O projeto também obriga órgãos públicos e responsáveis por eventos, estabelecimentos físicos e plataformas digitais frequentadas por idosos a adotar mecanismos para impedir práticas que estimulem apostas.

Segundo Luiz Couto, idosos estão mais vulneráveis devido ao isolamento social, dependência de terceiros e dificuldades cognitivas.

Esses fatores as tornam especialmente suscetíveis à exploração por parte de indivíduos ou organizações que buscam lucrar com a promoção de jogos de azar”, explica o deputado.

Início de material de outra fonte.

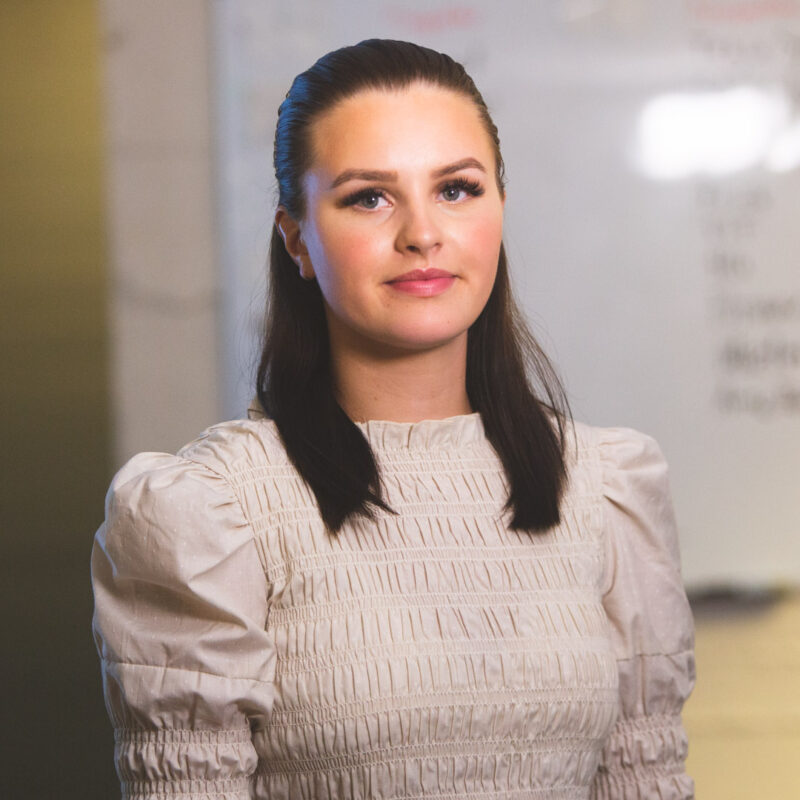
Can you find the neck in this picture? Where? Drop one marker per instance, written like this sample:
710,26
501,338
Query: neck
402,387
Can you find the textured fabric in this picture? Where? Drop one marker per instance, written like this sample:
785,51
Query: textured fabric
246,652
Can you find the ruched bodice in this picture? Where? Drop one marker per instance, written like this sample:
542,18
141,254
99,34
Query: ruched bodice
431,652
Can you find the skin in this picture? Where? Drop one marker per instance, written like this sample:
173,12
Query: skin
399,355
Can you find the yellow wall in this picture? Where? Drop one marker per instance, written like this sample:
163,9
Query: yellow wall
744,716
54,397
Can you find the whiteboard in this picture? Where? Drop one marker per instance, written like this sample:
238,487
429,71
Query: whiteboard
652,222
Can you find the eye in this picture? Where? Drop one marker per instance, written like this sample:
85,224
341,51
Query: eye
368,199
460,189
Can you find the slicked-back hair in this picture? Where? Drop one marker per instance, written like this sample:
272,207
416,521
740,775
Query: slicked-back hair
525,425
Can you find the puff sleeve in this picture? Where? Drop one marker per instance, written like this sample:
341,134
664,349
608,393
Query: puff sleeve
651,625
180,614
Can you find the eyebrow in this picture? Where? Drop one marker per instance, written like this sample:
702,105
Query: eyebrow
382,176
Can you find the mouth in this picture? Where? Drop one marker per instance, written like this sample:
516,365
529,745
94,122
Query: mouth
423,282
422,275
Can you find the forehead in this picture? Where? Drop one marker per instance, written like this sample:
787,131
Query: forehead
420,125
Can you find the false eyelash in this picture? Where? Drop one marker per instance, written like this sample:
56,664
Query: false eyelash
465,184
360,194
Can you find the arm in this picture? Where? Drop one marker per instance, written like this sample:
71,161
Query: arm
180,612
651,623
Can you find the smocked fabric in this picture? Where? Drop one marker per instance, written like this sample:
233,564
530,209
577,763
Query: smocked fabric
430,653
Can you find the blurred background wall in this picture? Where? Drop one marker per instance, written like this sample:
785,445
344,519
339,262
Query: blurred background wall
111,309
56,442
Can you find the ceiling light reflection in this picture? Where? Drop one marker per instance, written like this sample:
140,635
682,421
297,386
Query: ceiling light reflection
711,133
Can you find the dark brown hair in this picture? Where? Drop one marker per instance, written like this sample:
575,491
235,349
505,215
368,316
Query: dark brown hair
294,382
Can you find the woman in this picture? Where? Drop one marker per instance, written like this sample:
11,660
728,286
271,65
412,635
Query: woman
405,576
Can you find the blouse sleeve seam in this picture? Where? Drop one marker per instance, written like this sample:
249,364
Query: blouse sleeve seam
111,662
224,478
685,651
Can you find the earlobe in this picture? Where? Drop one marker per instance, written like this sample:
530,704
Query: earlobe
292,236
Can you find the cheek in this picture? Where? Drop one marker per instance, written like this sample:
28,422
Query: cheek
484,239
349,254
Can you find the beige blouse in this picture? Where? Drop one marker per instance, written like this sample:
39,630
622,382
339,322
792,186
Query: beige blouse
248,653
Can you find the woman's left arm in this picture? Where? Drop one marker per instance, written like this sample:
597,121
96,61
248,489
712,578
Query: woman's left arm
180,615
652,627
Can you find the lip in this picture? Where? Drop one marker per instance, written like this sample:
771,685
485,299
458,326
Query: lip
422,275
423,282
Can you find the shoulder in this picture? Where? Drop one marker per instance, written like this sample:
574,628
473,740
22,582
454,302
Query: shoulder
614,446
159,501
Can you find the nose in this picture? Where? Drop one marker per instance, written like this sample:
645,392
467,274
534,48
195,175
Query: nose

Projeto prevê multa e fechamento de estabelecimentos 

O PL 4466/24 estabelece punições administrativas e penais para quem estimular jogos de azar entre idosos. As sanções incluem:

  • Multa de R$ 500 a R$ 3 mil;
  • Apreensão de bens, mercadorias e documentos;
  • Interdição de estabelecimentos;
  • Cassação de autorização de funcionamento.

Caso o estabelecimento organize, promova ou explore jogos direcionados a idosos, o responsável poderá pegar de 2 a 5 anos de prisão, além de multa.

A pena poderá aumentar em até metade quando houver manipulação psicológica, indução forçada à aposta ou uso de propaganda enganosa com promessas irreais de lucro.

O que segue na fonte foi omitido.